Здесь написано «Вилла Мария»,
И тоска мое сердце щемит…
 
   Самый молодой рабочий, в коротких штанах и с красным платком на шее, по сто раз на день взбегал по лесам, таская на плечах доски или мешки с известью. Улица оглашалась веселыми голосами, шумом работы. Бабушку раздражала пыль, набивавшаяся в квартиру, песни рабочих, их вольные выражения. На ее воркотню они отвечали:
   — Потерпите немножко, мы скоро занавесочку опустим.
   Веселые это были дни, и я подолгу смотрел из окна на рабочих; но потом они в самом деле прибили с наружной стороны лесов плотные плетеные циновки, и людей не стало видно, только приглушенное пение да шум доносились из-за фальшивого плетеного фасада.
   Отец уже давно вернулся к своей работе. Когда бабушка приносила горячую воду для бритья и приставала к нему с расспросами, он говорил:
   — Нужны связи, все хорошие места захватили тыловые крысы.

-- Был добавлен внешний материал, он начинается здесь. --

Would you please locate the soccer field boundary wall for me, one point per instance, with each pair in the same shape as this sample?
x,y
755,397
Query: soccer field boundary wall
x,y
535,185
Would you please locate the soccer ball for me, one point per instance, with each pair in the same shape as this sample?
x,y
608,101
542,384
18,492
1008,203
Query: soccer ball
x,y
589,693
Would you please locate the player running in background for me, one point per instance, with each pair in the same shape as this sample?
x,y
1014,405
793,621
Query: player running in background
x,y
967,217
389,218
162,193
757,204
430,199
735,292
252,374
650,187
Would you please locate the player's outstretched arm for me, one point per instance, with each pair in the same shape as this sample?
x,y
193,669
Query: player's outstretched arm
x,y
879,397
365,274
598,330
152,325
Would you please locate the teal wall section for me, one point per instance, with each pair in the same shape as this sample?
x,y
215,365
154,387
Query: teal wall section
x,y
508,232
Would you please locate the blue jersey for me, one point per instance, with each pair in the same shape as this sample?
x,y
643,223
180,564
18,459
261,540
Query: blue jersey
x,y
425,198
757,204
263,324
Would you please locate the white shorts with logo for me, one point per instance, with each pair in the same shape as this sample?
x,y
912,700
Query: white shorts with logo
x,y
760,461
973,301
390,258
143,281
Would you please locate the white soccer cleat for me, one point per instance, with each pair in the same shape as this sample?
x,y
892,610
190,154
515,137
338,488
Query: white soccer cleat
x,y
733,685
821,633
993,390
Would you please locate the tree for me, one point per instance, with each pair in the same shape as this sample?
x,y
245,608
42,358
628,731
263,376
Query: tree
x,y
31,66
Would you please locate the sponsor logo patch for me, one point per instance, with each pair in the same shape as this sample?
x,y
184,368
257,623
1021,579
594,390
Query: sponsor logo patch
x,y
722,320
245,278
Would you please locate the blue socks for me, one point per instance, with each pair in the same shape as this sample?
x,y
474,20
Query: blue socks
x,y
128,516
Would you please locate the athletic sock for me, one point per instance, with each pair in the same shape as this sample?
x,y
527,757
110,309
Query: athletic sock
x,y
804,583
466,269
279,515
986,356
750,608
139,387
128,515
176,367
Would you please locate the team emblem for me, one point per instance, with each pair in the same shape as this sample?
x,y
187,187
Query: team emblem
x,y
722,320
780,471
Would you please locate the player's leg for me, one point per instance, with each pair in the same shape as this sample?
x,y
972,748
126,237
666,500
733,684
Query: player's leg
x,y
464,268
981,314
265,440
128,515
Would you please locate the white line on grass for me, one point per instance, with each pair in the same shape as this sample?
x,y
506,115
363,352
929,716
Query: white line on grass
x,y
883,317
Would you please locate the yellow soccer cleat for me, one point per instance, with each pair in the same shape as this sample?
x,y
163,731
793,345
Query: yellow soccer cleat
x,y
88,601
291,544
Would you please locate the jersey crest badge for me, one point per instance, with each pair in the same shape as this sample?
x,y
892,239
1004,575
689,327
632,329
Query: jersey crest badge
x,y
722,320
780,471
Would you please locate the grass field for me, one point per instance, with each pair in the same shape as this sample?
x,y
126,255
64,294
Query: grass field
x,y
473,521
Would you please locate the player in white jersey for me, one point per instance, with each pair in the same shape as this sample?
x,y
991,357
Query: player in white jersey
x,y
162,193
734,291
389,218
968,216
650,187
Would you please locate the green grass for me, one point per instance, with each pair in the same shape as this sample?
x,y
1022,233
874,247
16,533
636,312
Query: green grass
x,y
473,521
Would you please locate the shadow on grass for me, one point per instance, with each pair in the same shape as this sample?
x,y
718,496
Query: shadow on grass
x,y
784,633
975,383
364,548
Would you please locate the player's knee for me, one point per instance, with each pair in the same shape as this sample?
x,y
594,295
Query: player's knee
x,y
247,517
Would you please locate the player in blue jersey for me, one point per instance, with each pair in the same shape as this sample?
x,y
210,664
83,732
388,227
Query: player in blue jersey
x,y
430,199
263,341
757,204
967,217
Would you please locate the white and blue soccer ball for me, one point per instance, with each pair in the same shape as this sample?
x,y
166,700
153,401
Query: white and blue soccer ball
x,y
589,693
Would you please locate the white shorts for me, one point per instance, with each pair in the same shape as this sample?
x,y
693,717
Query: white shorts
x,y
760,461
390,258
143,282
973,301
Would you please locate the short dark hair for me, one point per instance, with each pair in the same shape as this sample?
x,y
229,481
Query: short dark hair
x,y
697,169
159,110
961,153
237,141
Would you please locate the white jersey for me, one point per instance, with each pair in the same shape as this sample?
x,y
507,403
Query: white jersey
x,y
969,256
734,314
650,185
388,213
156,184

   Однажды, в воскресенье, когда на улице снова царило спокойствие, отец долго не выходил из своей комнаты и появился, когда мы с бабушкой уже сели обедать за круглый стол. Он тоже подсел к нам; бабушка спросила, не проведет ли отец это воскресенье с нами, но он ответил, что занят. Он поглядывал то на меня, то на бабушку, казался смущенным и озабоченным. Когда мы ели первое (суп с перловой крупой), я положил левую руку на стол; отец некоторое время поиграл моими пальцами, улыбнулся, потом с внезапной решимостью обернулся к бабушке и сказал:
   — Так вот: я решил жениться.
   И добавил:
   — На этот раз твердо решил.
   Бабушка не сразу ответила, поднесла ложку к губам, и так как я перестал жевать, раздраженно бросила мне:
   — Ешь!
   Наступило молчание.
   Мне казалось, что слова отца уже были сказаны когда-то давно, а сейчас мы все трое внезапно вспомнили о них.